Cofactors are non-protein chemical components required for activity. Coenzymes are organic cofactors (often vitamin-derived). Prosthetic groups are tightly/covalently bound.

Cofactor	Carries	Vitamin source	Key reactions
NAD⁺/NADH	2 e⁻ + H⁺ (hydride)	Niacin (B3)	Catabolic oxidations (glycolysis GAPDH, TCA, β-oxidation)

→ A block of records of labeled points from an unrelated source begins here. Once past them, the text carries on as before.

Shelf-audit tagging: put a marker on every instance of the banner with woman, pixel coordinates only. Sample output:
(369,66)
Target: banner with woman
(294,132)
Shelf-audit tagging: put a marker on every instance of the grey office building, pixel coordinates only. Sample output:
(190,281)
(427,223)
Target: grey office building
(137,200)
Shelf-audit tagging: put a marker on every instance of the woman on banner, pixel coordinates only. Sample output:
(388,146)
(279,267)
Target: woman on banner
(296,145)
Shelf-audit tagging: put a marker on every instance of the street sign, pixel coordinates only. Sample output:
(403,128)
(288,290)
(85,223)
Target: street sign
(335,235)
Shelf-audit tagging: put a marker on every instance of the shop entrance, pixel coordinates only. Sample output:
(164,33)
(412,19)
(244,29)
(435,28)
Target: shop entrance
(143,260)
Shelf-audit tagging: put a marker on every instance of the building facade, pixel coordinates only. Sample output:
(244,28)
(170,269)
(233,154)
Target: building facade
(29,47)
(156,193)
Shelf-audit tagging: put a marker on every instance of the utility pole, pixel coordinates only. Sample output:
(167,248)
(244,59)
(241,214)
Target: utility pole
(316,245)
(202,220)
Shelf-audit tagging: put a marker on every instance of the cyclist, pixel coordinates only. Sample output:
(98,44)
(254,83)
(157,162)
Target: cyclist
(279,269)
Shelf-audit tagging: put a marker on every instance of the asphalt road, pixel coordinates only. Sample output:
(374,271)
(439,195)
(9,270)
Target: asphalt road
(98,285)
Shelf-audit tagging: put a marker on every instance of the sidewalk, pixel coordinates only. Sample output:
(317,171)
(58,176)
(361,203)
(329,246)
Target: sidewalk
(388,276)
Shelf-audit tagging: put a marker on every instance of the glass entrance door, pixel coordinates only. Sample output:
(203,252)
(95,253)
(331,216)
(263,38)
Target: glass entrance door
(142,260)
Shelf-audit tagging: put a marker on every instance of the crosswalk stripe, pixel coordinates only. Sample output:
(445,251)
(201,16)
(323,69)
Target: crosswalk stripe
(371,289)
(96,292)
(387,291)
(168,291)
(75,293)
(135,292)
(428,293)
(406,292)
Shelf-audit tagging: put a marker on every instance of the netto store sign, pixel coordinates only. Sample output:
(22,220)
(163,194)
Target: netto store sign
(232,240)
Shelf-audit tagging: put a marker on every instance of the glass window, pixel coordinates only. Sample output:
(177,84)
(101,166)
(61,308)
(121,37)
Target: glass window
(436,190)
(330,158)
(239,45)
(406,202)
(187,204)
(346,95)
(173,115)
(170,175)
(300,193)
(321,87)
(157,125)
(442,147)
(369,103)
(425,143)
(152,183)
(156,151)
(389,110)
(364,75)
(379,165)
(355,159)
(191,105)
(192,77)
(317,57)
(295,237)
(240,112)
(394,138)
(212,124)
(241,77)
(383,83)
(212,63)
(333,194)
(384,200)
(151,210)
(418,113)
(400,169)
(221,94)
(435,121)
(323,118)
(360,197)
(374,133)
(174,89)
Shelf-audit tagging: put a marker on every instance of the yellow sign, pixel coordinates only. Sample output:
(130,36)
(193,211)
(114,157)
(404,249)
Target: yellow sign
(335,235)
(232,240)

NADP⁺/NADPH	hydride	Niacin (B3)	Anabolic reductions, pentose phosphate pathway, antioxidant defense
FAD/FADH₂, FMN	2 e⁻ ± H⁺	Riboflavin (B2)	Succinate DH (Complex II), MAO, glutathione reductase
Coenzyme A (CoA-SH)	acyl groups	Pantothenate (B5)	Acetyl-CoA, fatty acid metabolism
ATP/ADP/AMP	phosphoryl, energy currency	adenine + ribose + Pi	Kinases, ATPases, biosynthesis
GTP	phosphoryl	guanine + ribose + Pi	G proteins, protein synthesis, gluconeogenesis (PEPCK)

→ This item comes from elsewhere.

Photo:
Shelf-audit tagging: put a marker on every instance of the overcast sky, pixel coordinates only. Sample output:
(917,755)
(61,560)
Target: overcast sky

SAM (S-adenosylmethionine)	methyl	Met + ATP	Methylation of DNA, histones, small molecules; “biological methyl donor”
PLP (pyridoxal-5’-phosphate)	amino groups (Schiff base)	Pyridoxine (B6)	Transaminases, decarboxylases, racemases, glycogen phosphorylase
Biotin	CO₂	Biotin (B7)	Carboxylases (pyruvate carboxylase, acetyl-CoA carboxylase)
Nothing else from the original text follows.